Será o termo "identidade" realmente necessário para tanto? Não acarretaria ele
o risco permanente de uma deriva essencialista, associando-o a "tipos de
personalidade", a "formas estáveis de percurso" atualizando uma determinação
inicial (seja ela de origem biológica, cultural ou mística)? Pode ser. De fato, seu
interesse é de ordem problemática e programática: era preciso salientar a
questão das relações entre esses dois processos, dizendo respeito a
procedimentos de pesquisa diferentes como os processos biográficos
individuais e as dinâmicas institucionais coletivas ("históricas") que mantêm e
fazem evoluir as categorias sociais ao delimitar as formas de mobilidade. Essas
relações parecem-me incontornáveis uma vez que os discursos biográficos
recorrem, necessariamente, a categorias lingüísticas vinculadas a
categorizações sociais e que as dinâmicas institucionais passam por indivíduos
com biografias determinantes.
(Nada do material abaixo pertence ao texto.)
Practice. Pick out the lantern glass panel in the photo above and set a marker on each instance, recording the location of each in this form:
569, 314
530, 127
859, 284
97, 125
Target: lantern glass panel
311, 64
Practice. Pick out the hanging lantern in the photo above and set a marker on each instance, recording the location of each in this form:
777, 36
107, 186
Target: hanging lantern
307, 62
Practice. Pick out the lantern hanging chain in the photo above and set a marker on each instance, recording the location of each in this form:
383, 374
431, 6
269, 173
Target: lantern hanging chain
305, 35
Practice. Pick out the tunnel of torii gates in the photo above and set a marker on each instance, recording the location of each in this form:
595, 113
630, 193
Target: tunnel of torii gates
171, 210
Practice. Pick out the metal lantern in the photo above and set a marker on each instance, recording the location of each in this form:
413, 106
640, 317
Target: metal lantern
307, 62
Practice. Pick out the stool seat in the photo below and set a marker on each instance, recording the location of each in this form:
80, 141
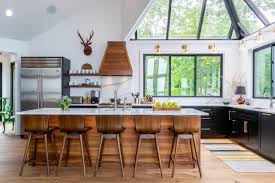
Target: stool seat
184, 128
84, 130
110, 127
148, 127
74, 127
38, 127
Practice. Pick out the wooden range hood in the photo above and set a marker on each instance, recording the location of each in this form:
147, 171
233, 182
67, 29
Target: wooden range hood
116, 60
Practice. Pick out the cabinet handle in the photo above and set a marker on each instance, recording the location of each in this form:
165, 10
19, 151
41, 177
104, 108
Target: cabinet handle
266, 114
245, 128
205, 118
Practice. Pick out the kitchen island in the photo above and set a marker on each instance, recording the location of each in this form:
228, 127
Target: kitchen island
129, 138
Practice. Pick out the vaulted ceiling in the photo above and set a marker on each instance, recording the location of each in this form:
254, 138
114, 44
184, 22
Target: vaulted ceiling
31, 17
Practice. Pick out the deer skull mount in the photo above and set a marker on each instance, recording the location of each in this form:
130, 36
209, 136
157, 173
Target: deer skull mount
87, 44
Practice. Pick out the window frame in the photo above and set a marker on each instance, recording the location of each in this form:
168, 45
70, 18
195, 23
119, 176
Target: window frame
272, 47
195, 74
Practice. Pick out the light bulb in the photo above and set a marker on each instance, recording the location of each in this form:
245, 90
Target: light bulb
185, 48
8, 12
157, 48
259, 38
242, 45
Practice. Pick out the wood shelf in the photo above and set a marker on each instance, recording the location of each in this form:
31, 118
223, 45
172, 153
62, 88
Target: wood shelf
82, 86
73, 74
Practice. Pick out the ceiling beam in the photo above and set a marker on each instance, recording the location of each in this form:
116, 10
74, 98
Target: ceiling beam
240, 31
230, 33
257, 12
201, 19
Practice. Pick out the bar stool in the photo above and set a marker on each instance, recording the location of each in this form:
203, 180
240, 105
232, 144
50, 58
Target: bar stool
37, 127
74, 127
185, 128
110, 127
148, 127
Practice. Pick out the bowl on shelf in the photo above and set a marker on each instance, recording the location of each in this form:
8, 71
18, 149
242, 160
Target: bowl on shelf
226, 102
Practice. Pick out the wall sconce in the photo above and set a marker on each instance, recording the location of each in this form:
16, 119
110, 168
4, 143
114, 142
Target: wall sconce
185, 48
157, 48
213, 48
259, 38
242, 45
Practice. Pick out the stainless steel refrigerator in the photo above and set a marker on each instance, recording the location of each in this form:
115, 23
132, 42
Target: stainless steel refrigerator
43, 81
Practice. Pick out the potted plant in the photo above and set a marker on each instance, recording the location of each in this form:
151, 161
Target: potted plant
64, 103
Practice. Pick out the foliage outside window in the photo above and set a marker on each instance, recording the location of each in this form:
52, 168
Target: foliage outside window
205, 19
263, 72
183, 75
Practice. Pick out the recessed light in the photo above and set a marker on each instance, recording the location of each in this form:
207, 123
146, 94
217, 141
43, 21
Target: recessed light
8, 12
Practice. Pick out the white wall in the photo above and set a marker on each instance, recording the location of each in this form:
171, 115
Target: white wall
246, 59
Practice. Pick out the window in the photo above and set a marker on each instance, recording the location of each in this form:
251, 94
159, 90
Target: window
247, 17
267, 8
204, 19
263, 69
216, 23
183, 75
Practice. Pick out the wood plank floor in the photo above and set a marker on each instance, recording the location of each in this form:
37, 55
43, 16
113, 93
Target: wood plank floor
214, 170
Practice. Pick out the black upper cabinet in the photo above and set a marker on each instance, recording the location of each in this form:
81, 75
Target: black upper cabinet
267, 146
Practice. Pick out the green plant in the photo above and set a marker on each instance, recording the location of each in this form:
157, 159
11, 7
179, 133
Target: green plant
64, 103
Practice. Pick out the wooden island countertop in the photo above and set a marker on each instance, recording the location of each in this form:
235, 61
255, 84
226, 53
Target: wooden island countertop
129, 138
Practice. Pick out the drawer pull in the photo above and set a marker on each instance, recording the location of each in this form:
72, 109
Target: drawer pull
245, 128
206, 118
266, 114
206, 129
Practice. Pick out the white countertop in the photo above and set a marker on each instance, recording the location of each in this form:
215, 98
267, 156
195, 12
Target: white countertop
245, 107
110, 111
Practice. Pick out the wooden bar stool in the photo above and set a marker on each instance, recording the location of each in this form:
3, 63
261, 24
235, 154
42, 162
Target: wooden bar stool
74, 127
37, 128
110, 127
148, 127
185, 128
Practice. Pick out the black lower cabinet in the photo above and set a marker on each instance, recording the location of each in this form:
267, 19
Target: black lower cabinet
267, 145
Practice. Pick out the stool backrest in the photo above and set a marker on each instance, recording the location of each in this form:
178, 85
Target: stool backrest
109, 124
148, 124
71, 123
187, 124
36, 123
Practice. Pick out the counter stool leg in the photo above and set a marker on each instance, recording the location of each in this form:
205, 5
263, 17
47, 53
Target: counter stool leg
61, 154
159, 159
25, 154
82, 154
120, 154
98, 154
138, 146
172, 150
54, 146
197, 156
192, 152
87, 149
35, 152
46, 152
68, 151
175, 155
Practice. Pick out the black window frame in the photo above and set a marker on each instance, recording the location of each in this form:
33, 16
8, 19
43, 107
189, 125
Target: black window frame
272, 47
195, 74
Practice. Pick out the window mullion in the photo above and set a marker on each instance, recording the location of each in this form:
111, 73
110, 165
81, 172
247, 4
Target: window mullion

Isso sem falar dos inúmeros obstáculos de
método e de terminologia que dificilmente serão superados. Seria isso
suficiente para nos fazer desistir?
ABSTRACT: The analysis of social trajectories faces two aspects of the life
process. The "objective trajectory" is defined as the sequence of social
positions taken during one's life, measured by statistical categories and
summarised in a general tendency (ascending, descending, stable etc.). By
contrast, the "subjective trajectory" is expressed by several biographical
accounts, measured by native categories that point out to "social worlds",
summarised in heterogeneous identity forms. It is necessary to confront both
analysis as we try to understand the social identity as a process both
biographical and institutional. Does the concept of "configuration", as presented
by Elias, enable us to combine typical biographical processes (subjective
accounts) to objective trajectories (statistical categories)?